Das Bundesverfassungsgericht hat das Gesetz zur Vorratsdatenspeicherung gekippt. In einem Grundsatzurteil erklärten die Karlsruher Richter am Dienstag die Vorschriften in ihrer bisherigen Form für verfassungswidrig. Die vorsorgliche und anlasslose Speicherung von Verbindungsdaten sei nicht mit dem Telekommunikationsgeheimnis vereinbar, erklärte Gerichtspräsident Hans-Jürgen Papier. Bislang gesammelte Daten müssten "unverzüglich" gelöscht werden. (AZ: 1 BvR 256/08, 1 BvR 263/08 und 1 BvR 586/08)
Die Richter entschieden, dass eine Speicherungspflicht in dem vorgesehenen Umfang zwar nicht von vornherein verfassungswidrig sei. Es fehle aber an einer dem Verhältnismäßigkeitsgrundsatz entsprechenden Ausgestaltung. Die Vorschriften gewährleisteten weder eine hinreichende Datensicherheit, noch eine hinreichende Begrenzung der Nutzung.
"Klatsche für Gesetzgeber"
Die Bundesvorsitzende der Grünen, Claudia Roth, nannte den Richterspruch eine "Klatsche für den Gesetzgeber". Dieser habe versucht, die Verfassung mit Füßen zu treten und eine "Politik des Generalverdachts" betrieben, sagte Roth, die zu den Klägern gehört, in Karlsruhe. Der Gesetzgeber müsse nun schnell nachbessern. Die Grünen-Fraktionsvorsitzende Renate Künast betonte in Berlin, ihre Partei werde "genau hinschauen", wenn die Bundesregierung nun ein neues Gesetz auflege. FDP-Generalsekretär Christian Lindner wertete das Urteil als großen Erfolg für seine Partei und die Bürgerrechtspolitik. Der Staat dürfe nicht unverhältnismäßig leicht Zugriff auf riesige Datenbestände haben, mit denen Persönlichkeitsprofile ausgerechnet werden können, sagte Lindner in Berlin.

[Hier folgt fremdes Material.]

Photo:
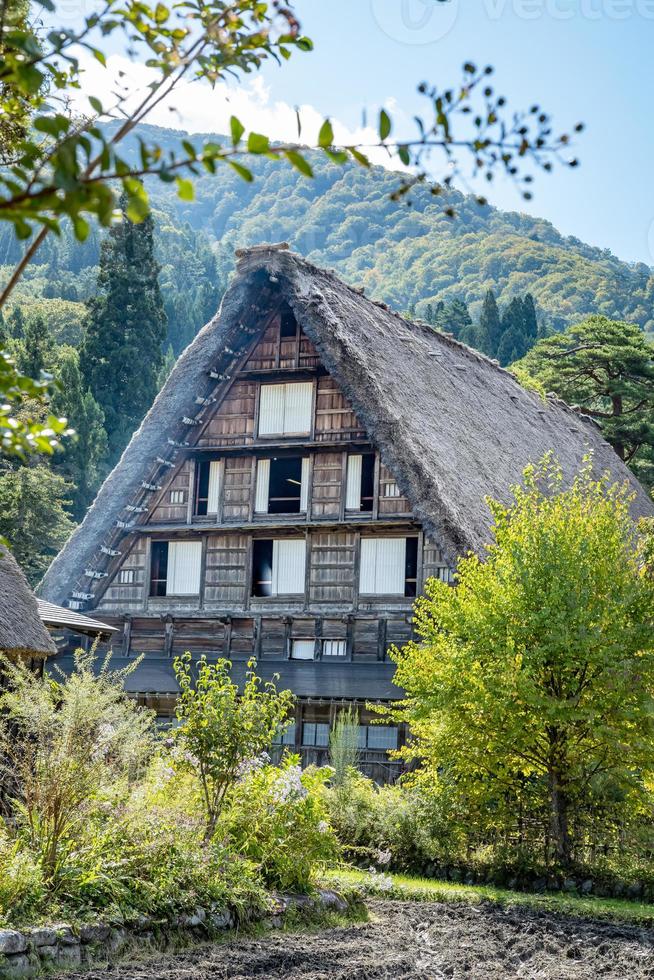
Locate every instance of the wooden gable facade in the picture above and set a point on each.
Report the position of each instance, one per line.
(278, 533)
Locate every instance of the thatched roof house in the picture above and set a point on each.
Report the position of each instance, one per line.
(22, 633)
(451, 425)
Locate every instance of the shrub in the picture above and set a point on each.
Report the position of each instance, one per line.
(64, 748)
(278, 819)
(220, 727)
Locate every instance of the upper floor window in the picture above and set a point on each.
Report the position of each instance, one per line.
(388, 566)
(282, 485)
(175, 568)
(278, 566)
(360, 488)
(207, 483)
(377, 737)
(303, 649)
(285, 409)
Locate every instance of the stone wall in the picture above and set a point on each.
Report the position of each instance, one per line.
(60, 947)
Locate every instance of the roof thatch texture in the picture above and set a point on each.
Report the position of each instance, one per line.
(61, 618)
(21, 631)
(452, 426)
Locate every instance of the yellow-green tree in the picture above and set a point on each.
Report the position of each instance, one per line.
(538, 667)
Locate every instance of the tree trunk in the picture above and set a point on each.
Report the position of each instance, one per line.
(559, 818)
(616, 402)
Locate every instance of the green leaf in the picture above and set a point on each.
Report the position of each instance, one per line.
(299, 162)
(384, 124)
(360, 157)
(326, 134)
(237, 129)
(258, 143)
(81, 228)
(185, 189)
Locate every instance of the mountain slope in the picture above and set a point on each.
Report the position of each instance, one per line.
(406, 255)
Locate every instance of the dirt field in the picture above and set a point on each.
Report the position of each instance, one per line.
(426, 940)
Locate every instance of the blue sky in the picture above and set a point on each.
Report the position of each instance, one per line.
(582, 60)
(589, 61)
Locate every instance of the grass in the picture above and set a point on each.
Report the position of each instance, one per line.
(428, 890)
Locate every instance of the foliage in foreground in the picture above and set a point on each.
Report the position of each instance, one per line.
(100, 816)
(531, 695)
(405, 888)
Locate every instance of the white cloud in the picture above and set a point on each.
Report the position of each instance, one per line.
(196, 107)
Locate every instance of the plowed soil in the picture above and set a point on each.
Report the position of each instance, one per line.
(421, 939)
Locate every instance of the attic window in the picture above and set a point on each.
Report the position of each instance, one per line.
(303, 649)
(278, 567)
(388, 566)
(285, 410)
(288, 323)
(360, 482)
(282, 485)
(391, 489)
(334, 648)
(175, 568)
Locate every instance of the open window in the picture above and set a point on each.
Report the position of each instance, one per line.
(360, 488)
(377, 738)
(207, 487)
(388, 566)
(286, 409)
(282, 485)
(278, 566)
(175, 568)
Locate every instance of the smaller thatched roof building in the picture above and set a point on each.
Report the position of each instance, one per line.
(22, 632)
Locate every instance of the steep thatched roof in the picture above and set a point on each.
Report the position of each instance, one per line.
(451, 425)
(21, 631)
(57, 617)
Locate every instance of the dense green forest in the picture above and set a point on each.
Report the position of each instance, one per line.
(92, 314)
(408, 255)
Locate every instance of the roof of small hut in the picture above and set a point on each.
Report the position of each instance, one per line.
(21, 630)
(451, 424)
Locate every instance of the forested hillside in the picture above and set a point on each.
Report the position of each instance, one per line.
(410, 256)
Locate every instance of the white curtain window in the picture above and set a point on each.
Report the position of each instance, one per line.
(353, 486)
(383, 566)
(262, 488)
(303, 649)
(285, 409)
(213, 492)
(289, 560)
(334, 648)
(271, 409)
(304, 490)
(297, 410)
(184, 564)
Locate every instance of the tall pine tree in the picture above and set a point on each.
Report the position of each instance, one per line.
(121, 355)
(81, 461)
(490, 325)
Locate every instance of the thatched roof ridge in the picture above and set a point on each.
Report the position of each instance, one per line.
(21, 631)
(452, 425)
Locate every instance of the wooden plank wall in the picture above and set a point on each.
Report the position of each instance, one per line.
(237, 487)
(181, 481)
(332, 567)
(226, 570)
(335, 418)
(327, 485)
(128, 597)
(233, 422)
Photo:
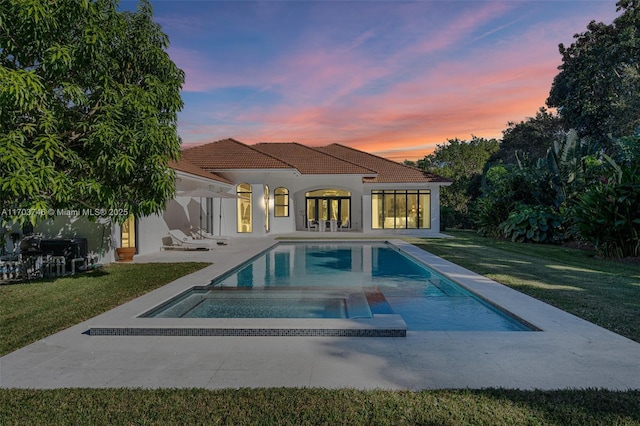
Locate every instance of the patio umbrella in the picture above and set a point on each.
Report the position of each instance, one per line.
(207, 193)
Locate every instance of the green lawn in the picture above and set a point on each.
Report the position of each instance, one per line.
(604, 292)
(33, 310)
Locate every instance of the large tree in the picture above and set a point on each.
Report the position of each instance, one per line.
(88, 108)
(463, 162)
(529, 140)
(597, 91)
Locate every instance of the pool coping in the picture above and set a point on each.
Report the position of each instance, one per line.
(128, 320)
(132, 323)
(569, 353)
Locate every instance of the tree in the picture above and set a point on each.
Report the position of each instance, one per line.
(529, 140)
(463, 162)
(88, 108)
(597, 91)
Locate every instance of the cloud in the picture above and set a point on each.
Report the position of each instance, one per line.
(396, 92)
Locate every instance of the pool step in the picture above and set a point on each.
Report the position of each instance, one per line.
(379, 326)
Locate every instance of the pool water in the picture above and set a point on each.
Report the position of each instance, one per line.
(340, 280)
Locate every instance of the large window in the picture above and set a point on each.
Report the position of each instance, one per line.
(244, 208)
(281, 202)
(128, 232)
(266, 208)
(401, 209)
(328, 204)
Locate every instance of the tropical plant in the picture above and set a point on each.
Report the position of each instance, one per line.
(461, 161)
(537, 224)
(88, 109)
(597, 90)
(526, 141)
(608, 211)
(503, 188)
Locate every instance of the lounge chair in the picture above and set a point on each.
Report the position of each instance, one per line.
(221, 240)
(181, 241)
(344, 225)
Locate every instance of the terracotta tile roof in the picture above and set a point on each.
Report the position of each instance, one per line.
(388, 171)
(230, 154)
(187, 167)
(311, 161)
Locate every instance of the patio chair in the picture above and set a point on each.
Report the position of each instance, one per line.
(182, 241)
(199, 235)
(344, 225)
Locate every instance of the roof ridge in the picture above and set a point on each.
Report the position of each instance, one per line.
(210, 143)
(244, 145)
(273, 156)
(382, 158)
(342, 159)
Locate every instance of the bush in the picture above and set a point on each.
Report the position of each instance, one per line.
(608, 215)
(537, 224)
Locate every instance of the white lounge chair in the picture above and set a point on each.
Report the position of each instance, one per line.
(181, 241)
(221, 240)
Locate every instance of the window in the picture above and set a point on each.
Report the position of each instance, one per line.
(266, 208)
(328, 204)
(128, 232)
(401, 209)
(281, 202)
(244, 208)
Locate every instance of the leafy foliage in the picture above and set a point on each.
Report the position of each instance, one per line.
(504, 187)
(462, 161)
(526, 141)
(88, 107)
(538, 224)
(597, 90)
(608, 211)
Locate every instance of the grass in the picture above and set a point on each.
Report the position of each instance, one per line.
(282, 406)
(601, 291)
(33, 310)
(604, 292)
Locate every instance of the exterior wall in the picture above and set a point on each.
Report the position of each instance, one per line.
(434, 210)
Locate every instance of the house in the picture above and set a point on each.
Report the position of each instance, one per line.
(277, 188)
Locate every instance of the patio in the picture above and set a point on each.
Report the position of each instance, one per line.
(569, 352)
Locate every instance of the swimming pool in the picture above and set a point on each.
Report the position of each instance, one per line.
(340, 280)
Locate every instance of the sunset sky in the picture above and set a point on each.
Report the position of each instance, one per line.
(390, 78)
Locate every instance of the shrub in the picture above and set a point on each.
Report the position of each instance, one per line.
(608, 215)
(538, 224)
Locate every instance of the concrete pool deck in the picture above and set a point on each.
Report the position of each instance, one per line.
(568, 353)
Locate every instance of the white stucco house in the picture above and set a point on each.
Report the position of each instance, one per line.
(275, 188)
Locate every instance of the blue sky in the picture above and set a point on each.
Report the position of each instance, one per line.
(391, 78)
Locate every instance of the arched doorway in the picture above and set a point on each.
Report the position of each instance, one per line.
(327, 205)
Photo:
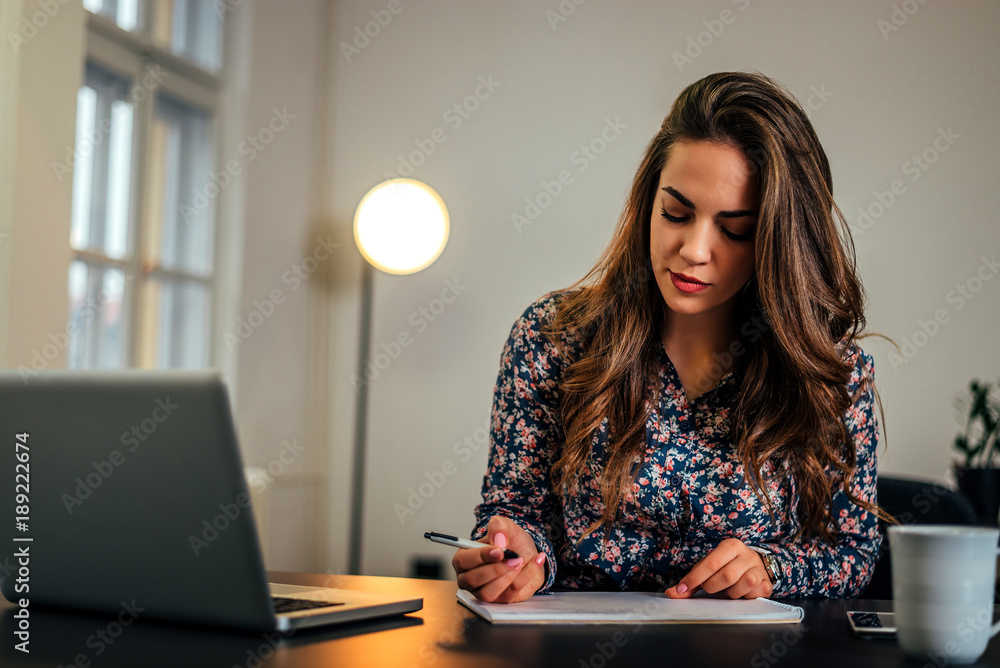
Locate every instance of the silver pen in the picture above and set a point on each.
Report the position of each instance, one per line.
(454, 541)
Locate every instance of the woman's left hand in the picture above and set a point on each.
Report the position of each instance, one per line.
(731, 567)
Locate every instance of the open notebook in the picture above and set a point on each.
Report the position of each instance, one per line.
(626, 607)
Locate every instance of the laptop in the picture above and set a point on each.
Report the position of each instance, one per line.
(136, 500)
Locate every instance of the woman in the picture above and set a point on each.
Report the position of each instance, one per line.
(694, 413)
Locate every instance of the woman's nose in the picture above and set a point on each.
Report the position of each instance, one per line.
(696, 246)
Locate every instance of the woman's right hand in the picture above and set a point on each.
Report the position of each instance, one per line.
(490, 578)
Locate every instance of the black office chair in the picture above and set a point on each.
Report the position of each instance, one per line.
(913, 501)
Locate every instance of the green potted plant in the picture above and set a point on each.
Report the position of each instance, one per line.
(978, 476)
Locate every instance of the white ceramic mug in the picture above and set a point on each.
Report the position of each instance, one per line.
(943, 578)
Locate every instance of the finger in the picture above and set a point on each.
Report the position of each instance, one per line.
(480, 575)
(749, 583)
(492, 591)
(709, 565)
(528, 581)
(467, 558)
(729, 575)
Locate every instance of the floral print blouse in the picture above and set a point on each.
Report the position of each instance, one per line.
(690, 494)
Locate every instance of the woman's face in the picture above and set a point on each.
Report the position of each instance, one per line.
(701, 237)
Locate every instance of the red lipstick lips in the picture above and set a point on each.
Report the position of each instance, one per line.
(687, 284)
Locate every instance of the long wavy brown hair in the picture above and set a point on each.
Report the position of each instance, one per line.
(806, 301)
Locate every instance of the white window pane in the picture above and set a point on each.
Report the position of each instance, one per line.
(102, 166)
(127, 14)
(181, 153)
(97, 317)
(183, 328)
(119, 179)
(77, 351)
(83, 167)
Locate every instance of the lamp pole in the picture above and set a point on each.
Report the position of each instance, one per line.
(361, 419)
(401, 227)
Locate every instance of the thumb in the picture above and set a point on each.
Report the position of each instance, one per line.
(500, 529)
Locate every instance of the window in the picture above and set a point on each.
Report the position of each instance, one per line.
(143, 231)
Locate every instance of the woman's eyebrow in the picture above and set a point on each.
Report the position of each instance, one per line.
(739, 213)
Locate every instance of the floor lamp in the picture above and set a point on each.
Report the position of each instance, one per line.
(401, 227)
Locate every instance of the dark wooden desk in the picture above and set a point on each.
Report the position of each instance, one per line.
(444, 634)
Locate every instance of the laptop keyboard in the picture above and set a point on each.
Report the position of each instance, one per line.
(282, 604)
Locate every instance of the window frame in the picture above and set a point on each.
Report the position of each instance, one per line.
(152, 71)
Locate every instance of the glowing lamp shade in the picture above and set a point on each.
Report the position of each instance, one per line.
(401, 226)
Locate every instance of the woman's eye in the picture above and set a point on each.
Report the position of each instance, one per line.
(672, 219)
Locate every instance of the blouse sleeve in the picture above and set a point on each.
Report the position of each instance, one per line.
(526, 434)
(814, 567)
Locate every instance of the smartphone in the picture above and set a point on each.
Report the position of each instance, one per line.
(872, 624)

Das seit 2008 geltende "Gesetz zur Neuregelung der Telekommunikationsüberwachung" setzt teilweise eine Richtlinie der Europäischen Union um und schreibt unter anderem vor, dass Telekommunikationsunternehmen die Daten von Telefon-, E-Mail- und Internetverbindungen ein halbes Jahr lang speichern. Inhalte sind davon nicht betroffen.
Nach Auffassung der Richter geht das deutsche Gesetz zur Vorratsdatenspeicherung über die europarechtlich vorgegebene Zielsetzung hinaus. Diese sei im Wesentlichen auf die Speicherungspflichten selbst beschränkt und könne deshalb auch ohne Verstoß gegen das Grundgesetz umgesetzt werden.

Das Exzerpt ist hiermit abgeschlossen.